Over a three-year period, German aerospace engineers from industry and academia collaborated on the AVIGLE (Avionic Digital Service Platform) research project, described as a "widely applicable avionic service platform" with open interfaces. Schübeler Composite contributed to the project during design via its knowledge and experience in fluid-flow machines and lightweighting, while the aerodynamic shape of the AVIGLE drone was developed at the RWTH Aachen University.
The result of the collaboration is a UAV ready for use without infrastructure, and which addresses applications such as civil security, mobile communications, construction, GIS, and surveying, but also the entertainment market and the media. For takeoff and landing the wings are tilted 90° upward, so that the two propellers—normally responsible for propulsion—are turned into rotors for hovering. As such, the UAV does not need a runway and can be used in open terrain. Flying in a horizontal line in turn has the advantage that it is more energy efficient than a helicopter flight.

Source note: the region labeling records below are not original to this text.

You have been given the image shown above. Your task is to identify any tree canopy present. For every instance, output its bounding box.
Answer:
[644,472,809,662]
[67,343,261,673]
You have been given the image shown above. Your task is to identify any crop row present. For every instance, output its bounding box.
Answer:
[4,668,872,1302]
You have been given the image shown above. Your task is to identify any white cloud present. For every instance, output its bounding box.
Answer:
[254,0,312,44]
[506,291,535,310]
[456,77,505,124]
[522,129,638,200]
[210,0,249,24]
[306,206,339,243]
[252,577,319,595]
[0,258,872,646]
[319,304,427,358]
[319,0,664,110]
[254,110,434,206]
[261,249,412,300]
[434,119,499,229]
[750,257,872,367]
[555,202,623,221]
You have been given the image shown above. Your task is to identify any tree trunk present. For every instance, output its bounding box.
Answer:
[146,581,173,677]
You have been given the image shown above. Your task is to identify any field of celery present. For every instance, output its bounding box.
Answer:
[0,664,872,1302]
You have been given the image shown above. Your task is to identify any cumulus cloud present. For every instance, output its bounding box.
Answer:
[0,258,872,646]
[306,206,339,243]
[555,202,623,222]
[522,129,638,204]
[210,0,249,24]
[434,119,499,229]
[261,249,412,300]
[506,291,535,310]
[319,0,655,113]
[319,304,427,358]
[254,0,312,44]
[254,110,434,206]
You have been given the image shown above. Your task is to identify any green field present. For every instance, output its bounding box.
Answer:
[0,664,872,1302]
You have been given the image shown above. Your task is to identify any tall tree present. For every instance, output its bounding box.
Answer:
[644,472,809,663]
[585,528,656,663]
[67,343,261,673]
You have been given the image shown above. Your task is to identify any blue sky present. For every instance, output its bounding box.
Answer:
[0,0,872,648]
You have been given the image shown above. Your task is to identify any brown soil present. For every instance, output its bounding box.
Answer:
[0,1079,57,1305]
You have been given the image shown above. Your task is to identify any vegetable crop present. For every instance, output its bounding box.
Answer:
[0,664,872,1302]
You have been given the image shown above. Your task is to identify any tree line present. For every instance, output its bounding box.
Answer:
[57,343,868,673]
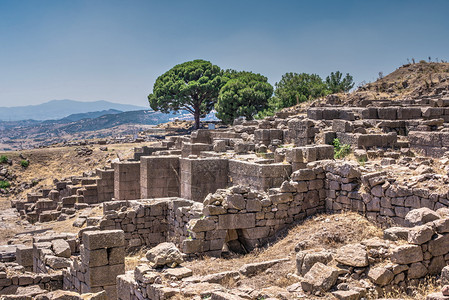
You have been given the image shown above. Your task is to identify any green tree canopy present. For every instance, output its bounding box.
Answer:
[148,59,227,128]
[326,71,354,93]
[274,73,328,107]
[215,70,273,123]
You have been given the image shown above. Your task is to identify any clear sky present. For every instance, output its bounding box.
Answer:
[0,0,449,106]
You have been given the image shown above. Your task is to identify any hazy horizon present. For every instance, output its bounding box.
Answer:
[0,0,449,107]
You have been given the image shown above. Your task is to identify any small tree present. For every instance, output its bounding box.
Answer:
[326,71,354,93]
[215,71,273,123]
[148,59,226,129]
[274,73,329,107]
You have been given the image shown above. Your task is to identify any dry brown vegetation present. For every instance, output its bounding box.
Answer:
[349,62,449,100]
[0,143,154,200]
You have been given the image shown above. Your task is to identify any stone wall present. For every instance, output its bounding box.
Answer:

AVIGLE project engineers envision the UAVs acting as a swarm of flying robots, equipped with 3-D cameras that can take high-resolution images of a region from different perspectives. This data is submitted to an evaluation system via a high-performance communication network "where a 3-D virtual world is created in quasi real time." This model can support architects and city planners but also rescue personnel at civil protection organizations under situations where there are scarce resources for short-term cellular structure of dynamic wireless networks.
Schübeler supported the project in the development, design, and production of the flight platform particularly in regard to the construction of the airframes and associated strength and weight optimizations. This among other things resulted in a wind tunnel model that was used for design evaluation. The structure was optimized during the project for revised weight, strength, and efficiency of the components. For this purpose, new manufacturing methods—non-autoclave production technologies—for composite structures were tested and implemented.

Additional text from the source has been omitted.